Consider the differential equation
$ \ \ 4\frac{d^2x}{dt^2}+5x=f(t) \ $ ,
Find a particular solution of the above differential equation of the form
$ x_p(t)=\sum_{n=1}^{\infty} A_n \cos \frac{n \pi}{p} t=\sum_{n=1}^{\infty} g(t,n) \ $
Then find out the function $ \ g(t,n) \ $ ?
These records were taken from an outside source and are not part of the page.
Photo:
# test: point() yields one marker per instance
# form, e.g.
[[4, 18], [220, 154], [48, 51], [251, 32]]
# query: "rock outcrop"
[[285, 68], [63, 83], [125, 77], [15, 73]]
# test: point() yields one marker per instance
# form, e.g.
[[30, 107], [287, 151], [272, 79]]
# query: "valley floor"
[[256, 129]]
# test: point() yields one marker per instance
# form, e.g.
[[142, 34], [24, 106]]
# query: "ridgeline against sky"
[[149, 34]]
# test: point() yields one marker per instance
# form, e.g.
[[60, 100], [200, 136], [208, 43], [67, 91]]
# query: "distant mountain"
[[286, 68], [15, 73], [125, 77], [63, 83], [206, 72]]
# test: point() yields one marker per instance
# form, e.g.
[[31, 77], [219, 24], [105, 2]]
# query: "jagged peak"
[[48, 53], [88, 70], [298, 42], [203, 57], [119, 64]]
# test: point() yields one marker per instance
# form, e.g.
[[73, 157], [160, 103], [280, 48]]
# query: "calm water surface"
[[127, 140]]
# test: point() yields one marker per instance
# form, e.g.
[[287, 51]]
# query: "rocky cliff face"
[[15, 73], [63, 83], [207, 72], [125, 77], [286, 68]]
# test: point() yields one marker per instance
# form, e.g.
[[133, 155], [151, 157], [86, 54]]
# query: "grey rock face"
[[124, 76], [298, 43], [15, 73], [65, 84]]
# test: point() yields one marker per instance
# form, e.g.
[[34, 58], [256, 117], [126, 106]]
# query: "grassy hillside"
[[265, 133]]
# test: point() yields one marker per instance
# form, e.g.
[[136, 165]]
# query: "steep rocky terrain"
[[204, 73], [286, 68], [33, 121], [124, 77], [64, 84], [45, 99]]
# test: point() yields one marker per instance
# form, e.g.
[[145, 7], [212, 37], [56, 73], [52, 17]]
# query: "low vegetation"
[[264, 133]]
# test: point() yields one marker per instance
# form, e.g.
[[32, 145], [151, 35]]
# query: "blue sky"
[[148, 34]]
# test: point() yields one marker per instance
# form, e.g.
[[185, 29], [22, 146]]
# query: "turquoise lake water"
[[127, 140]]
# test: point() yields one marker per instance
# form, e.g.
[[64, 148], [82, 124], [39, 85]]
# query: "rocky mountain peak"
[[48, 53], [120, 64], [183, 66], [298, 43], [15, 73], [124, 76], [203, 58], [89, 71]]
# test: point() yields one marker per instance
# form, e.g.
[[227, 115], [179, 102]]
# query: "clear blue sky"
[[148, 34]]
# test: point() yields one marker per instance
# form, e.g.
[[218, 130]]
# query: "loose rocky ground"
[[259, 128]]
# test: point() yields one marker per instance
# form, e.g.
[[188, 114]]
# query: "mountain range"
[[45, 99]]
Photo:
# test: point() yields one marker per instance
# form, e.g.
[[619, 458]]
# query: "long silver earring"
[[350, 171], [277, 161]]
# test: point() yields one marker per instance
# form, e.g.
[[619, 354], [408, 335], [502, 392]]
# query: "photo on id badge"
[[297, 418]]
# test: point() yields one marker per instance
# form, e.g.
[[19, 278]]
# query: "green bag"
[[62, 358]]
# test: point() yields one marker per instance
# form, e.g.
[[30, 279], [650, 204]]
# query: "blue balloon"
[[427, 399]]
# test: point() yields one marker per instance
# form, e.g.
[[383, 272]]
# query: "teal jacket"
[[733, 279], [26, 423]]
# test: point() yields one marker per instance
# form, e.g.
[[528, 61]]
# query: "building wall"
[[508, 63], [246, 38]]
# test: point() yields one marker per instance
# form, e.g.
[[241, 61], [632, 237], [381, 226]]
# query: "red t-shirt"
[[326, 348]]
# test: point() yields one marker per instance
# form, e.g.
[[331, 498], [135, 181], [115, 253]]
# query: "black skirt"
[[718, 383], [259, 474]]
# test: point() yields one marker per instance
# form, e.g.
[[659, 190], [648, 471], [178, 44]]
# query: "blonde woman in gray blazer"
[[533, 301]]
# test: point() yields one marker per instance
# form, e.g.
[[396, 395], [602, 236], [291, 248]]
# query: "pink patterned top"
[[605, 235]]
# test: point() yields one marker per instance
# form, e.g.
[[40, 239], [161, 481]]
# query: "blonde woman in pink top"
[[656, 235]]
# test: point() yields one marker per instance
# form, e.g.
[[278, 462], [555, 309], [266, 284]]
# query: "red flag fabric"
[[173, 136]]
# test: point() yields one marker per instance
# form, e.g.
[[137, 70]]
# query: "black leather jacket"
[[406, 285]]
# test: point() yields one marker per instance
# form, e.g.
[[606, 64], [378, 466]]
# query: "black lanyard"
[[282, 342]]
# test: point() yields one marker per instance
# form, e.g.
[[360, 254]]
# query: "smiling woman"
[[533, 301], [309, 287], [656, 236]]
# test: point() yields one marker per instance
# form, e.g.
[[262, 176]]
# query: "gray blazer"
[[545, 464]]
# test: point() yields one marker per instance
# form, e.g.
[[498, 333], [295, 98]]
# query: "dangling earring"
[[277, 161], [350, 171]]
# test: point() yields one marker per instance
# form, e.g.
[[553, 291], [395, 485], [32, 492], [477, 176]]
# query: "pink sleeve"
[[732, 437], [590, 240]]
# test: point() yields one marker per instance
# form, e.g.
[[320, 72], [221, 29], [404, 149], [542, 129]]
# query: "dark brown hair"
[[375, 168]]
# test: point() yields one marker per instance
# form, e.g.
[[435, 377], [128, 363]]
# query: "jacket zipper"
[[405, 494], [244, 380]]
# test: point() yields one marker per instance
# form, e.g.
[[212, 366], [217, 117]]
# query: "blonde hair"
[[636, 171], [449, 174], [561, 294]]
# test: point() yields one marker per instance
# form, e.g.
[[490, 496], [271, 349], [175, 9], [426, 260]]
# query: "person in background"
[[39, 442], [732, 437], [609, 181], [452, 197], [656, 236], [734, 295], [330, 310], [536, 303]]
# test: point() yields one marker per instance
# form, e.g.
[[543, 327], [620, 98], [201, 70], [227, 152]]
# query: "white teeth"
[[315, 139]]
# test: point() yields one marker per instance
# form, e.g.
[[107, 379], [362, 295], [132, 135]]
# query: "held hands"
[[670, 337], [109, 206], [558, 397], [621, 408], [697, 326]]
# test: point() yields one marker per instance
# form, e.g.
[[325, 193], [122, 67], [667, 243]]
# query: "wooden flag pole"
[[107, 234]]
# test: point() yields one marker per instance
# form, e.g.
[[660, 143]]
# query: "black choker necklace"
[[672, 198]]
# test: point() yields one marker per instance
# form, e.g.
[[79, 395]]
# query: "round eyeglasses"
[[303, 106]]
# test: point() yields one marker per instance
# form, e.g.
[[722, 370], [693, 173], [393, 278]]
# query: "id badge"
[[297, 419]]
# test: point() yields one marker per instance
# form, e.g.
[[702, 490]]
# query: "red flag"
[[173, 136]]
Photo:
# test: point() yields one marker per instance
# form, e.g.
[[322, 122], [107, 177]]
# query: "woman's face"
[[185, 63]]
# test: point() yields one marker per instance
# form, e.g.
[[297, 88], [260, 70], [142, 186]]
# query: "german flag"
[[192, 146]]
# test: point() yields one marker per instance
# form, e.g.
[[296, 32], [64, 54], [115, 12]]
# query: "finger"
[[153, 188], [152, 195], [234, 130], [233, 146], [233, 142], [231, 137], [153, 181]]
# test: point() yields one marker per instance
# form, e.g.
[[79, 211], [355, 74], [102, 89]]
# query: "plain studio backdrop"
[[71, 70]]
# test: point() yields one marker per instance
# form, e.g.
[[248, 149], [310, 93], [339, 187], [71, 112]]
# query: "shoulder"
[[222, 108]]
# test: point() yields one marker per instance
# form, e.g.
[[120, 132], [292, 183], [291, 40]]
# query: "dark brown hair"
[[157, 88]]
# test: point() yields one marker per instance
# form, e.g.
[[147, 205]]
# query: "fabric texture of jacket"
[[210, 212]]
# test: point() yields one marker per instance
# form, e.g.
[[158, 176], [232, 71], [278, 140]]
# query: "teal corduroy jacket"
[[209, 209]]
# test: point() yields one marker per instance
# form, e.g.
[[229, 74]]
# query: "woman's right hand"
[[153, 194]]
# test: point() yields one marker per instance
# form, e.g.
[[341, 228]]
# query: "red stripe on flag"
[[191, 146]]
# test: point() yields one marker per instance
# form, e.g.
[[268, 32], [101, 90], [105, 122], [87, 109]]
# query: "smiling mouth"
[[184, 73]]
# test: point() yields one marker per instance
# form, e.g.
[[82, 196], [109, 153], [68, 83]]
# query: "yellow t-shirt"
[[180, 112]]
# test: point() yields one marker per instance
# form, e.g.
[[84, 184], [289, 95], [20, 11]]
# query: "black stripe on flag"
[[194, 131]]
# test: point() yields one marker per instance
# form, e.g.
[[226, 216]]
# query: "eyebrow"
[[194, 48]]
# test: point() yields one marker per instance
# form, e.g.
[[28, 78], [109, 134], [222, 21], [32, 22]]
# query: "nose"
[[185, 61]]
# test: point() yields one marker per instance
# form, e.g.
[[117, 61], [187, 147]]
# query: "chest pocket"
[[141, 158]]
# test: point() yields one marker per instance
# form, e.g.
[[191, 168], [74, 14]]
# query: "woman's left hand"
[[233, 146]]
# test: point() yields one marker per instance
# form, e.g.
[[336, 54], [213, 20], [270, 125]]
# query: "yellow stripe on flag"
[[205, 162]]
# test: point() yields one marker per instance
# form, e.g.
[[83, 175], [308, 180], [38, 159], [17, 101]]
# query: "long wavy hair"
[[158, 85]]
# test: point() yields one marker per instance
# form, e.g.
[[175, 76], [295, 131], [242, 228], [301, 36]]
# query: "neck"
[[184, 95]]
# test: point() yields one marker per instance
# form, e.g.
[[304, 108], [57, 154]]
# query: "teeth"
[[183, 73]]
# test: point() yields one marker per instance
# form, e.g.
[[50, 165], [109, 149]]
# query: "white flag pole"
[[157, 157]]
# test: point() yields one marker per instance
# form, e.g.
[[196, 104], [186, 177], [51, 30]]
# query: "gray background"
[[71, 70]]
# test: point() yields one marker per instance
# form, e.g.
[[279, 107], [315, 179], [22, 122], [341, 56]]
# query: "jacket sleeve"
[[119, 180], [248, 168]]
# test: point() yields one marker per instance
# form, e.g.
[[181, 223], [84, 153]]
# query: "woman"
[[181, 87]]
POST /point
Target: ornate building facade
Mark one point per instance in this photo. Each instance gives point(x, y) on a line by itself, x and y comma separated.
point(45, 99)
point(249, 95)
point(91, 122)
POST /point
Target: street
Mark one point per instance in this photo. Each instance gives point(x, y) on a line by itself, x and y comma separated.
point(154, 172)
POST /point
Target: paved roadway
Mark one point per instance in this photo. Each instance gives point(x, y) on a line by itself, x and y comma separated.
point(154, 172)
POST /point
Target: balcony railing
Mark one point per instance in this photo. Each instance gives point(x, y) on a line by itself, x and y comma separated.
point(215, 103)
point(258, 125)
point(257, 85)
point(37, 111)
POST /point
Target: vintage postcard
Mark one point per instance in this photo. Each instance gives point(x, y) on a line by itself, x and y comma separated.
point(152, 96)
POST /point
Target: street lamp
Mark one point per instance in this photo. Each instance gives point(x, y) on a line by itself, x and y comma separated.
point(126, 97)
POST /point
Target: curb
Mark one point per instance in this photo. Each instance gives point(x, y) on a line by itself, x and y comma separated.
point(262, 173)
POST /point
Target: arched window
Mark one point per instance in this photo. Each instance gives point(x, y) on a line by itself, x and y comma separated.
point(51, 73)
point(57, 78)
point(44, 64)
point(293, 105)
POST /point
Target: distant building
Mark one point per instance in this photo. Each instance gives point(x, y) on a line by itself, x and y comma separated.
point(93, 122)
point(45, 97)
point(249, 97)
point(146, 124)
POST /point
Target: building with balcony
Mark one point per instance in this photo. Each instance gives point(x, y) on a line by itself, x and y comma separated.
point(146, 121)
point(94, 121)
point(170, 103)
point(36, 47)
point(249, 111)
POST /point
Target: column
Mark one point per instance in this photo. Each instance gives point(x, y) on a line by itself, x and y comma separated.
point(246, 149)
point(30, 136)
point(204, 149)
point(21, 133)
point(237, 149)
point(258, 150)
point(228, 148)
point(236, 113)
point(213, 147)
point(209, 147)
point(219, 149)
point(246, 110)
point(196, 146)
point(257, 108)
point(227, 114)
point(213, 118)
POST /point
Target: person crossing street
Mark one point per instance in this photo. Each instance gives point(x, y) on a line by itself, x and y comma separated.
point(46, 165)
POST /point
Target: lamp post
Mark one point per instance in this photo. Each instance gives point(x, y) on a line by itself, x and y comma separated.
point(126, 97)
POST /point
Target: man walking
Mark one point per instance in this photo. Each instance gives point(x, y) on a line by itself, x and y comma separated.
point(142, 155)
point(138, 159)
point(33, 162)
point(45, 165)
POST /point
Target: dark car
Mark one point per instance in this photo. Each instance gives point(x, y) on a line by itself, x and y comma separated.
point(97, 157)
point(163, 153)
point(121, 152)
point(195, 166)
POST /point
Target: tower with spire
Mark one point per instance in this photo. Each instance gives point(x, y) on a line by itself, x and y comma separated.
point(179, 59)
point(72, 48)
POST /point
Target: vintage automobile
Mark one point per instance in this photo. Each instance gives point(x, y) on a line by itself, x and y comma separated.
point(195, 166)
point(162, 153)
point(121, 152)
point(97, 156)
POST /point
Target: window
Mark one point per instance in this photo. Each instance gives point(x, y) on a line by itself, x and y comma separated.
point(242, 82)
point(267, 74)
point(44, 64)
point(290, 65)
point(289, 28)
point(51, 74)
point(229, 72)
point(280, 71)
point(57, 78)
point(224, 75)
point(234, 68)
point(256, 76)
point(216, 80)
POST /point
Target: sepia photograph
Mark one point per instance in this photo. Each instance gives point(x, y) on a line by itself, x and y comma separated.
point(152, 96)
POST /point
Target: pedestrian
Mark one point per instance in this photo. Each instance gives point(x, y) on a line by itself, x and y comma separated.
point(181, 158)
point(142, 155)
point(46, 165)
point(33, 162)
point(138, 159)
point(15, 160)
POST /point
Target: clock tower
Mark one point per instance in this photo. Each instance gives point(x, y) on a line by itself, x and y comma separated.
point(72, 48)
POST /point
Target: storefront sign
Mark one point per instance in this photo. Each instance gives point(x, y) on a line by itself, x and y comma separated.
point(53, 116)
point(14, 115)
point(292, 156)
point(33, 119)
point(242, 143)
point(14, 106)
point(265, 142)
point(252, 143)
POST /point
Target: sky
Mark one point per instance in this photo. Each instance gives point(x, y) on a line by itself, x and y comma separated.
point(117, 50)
where $ \ f(t)=\begin{cases} 2 , \ \ 0 <t < \pi \\ -2, \ \ \pi <t<2 \pi \end{cases} \ $ and $ \ f(t+2 \pi)=f(t) \ $
Also given that when $ \ f(t) \ $ is extended to negative t-axis in a periodic manner, the resulting function is $ \ even \ $
Answer:
The given equation is
$ \ \ 4\frac{d^2x}{dt^2}+5x=f(t) \ $
The corresponding homogeneous part is
$ 4\frac{d^2x}{dt^2}+5x=0 \ $
The auxiliary equation is
$ 4m^2+5=0 \\ \Rightarrow m=\pm \frac{\sqrt 5}{2} \large i \ $
Thus the complementary function is
$ x(t)=A \cos (\frac{\sqrt 5}{2}t)+B \sin (\frac{\sqrt 5}{2} t) \ $ ,
where $ \ A , \ B \ $ are constants.
Now I can not find out the particular integral and the required function $ \ g(t,n) \ $
Actually I can not understand how to answer the question and in what process to approach .
I need help to get out of this.
You don't really need to find the complementary solution, just do what the questions asks.
You want the particular solution to match the periodicity of $f$, so $p = 2\pi$ and
$$ x_p(t) = \sum_{n=1}^{\infty} A_n\cos\left(\frac{n}{2}t\right) $$
To find the $A_n$, just plug $x_p$ into the ODE to get $$ 4{x_p}'' + 5x_p = \sum_{n=1}^{\infty} (5-n^2)A_n\cos\left(\frac{n}{2}t\right) = f(t) $$
You may recognize this as a Fourier representation of $f(t)$. Therefore
$$ (5-n^2)A_n = \frac{1}{\pi}\int_0^{2\pi} f(t) \cos \left(\frac{n}{2}t \right) dt $$